On 05/04/2016 11:08 AM, Laurent Vivier wrote:
-void HELPER(divu)(CPUM68KState *env, uint32_t word) -{ - uint32_t num; - uint32_t den; - uint32_t quot; - uint32_t rem; - - num = env->div1; - den = env->div2; - /* ??? This needs to make sure the throwing location is accurate. */ - if (den == 0) { - raise_exception(env, EXCP_DIV0); - }
Because of the exception, and required branching, I question taking the division operations back inline. The throwing location is easily fixed; create a version of raise_exception that has an argument for GETPC and uses cpu_loop_exit_restore.

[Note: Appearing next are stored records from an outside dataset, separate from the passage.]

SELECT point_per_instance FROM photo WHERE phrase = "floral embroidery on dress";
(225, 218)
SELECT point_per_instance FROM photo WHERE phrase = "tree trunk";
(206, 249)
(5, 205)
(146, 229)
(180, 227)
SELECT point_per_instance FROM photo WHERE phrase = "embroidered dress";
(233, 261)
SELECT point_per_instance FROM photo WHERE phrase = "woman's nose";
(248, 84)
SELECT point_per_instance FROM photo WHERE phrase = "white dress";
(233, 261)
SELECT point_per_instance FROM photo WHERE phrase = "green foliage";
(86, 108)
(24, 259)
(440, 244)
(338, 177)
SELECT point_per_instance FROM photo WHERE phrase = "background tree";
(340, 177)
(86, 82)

@@ -1179,64 +1187,182 @@ DISAS_INSN(mulw) DISAS_INSN(divw) { + TCGLabel *l1; + TCGv t0, src; + TCGv quot, rem; int sign; sign = (insn & 0x100) != 0; + + tcg_gen_movi_i32(QREG_CC_C, 0); /* C is always cleared, use as 0 */ + + /* dest.l / src.w */ + + SRC_EA(env, t0, OS_WORD, sign, NULL); + + src = tcg_temp_local_new_i32(); + tcg_gen_mov_i32(src, t0); + l1 = gen_new_label(); + tcg_gen_brcondi_i32(TCG_COND_NE, src, 0, l1); + tcg_gen_movi_i32(QREG_PC, s->insn_pc); + gen_raise_exception(EXCP_DIV0); + gen_set_label(l1); + + tcg_gen_movi_i32(QREG_CC_C, 0); /* C is always cleared, use as 0 */
Redundant store to CC_C? Is that simply so that the 0 is forward propagated within the second block by the tcg optimizer? If so, the comments could be clearer.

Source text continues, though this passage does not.